No evidence Gonski improves outcomes – study

by Robert Ballantyne21 Jun 2016

A new study says there is no link between increased school funding and improved student outcomes.

The statistical study of 2015 NAPLAN data was undertaken by former University of Wollongong Graduate School of Education head, Ken Gannicott, and published in the latest edition of the Centre for Independent Studies' Policy magazine.

Despite calls, led by Labor and the Australian Education Union (AEU), for the needs-based Gonski funding model to be adopted in full, there is no evidence this would make a meaningful difference, said Gannicott.

“There is no evidence from either primary or secondary schools that higher funding is associated with improved academic outcomes,” Professor Gannicott said.

“No matter whether we use a simple test of the relationship between school funding and NAPLAN scores, or whether we include additional explanatory variables such as the socio-educational background of the school and its students, the result is the same: school performance is negatively related to funding.”

This week, Labor leader, Bill Shorten, told a Catholic schools convention in Perth that needs-based funding was essential for improved performance in classrooms.

"This election is about setting the certainty, once and for all, of funding for schools…setting, once and for all, the end of the end of the education wars.
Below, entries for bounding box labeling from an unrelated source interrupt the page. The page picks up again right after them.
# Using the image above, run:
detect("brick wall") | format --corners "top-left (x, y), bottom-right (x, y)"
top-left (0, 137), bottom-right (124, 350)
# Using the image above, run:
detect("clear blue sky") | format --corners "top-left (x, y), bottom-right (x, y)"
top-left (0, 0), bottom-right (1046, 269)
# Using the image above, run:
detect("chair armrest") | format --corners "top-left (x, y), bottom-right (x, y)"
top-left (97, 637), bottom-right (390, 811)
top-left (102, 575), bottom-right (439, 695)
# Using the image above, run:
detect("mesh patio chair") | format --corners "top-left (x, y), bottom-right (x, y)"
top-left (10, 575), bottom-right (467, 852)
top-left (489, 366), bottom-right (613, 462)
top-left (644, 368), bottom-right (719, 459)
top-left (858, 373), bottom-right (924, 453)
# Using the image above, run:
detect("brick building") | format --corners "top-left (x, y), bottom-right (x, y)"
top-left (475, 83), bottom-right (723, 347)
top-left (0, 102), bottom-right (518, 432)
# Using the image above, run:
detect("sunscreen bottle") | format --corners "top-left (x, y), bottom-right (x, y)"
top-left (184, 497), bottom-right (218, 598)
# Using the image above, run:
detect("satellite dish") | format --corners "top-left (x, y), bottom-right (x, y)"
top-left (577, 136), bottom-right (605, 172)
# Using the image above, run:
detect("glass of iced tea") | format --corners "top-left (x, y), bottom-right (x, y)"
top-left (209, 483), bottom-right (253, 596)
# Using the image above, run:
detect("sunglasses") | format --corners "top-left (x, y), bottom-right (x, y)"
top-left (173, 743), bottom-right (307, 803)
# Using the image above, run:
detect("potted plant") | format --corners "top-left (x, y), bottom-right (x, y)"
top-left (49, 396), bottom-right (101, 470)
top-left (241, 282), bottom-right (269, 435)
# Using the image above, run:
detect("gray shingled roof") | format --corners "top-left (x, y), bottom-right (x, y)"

The establishment of needs-based funding is at the core of education debates in this country,” he said.

“Please don't leave this remarkable convention and go back and see the election and what you do in the ballot booth as separate to what you do in the classroom, because how you vote in the ballot box will affect some of what happens in the classroom.”

Labor has promised $37bn over 10 years, including $4.5bn in extra funding in 2018 and 2019, to fully fund the Gonski reforms. However, Gannicott said it was not a question of how much money, but rather a question of how it was spent.

However, Gannicott said future funding decisions should not be decided separately from the evidence supporting the newer approach to education policy.

“If we are serious about raising academic performance in Australian schools, it will require evidence-based policy review about the number of admissions and methods of selection into teacher training faculties, a fresh approach to training teachers in effective methods of instruction, and incentives and rewards for more effective teachers,” he said.

“More of the same is not going to work…The reasons for low performance are complex, but funding is clearly not the major explanation," he said.

AEU federal president, Correna Haythorpe, slammed the study, telling the Australian Financial Review it went against “overwhelming evidence” that school funding made a real difference in classrooms.

“This analysis ignores the improved results that Gonski funding is delivering in schools across Australia which have received Gonski funding directly and are using it to provide more one-to-one help in class for students, extra literacy and numeracy programs and other targeted support,” she said.

“This report goes against overwhelming evidence from across the OECD that better, and more equitable, funding is the key to lifting a school system's overall performance.”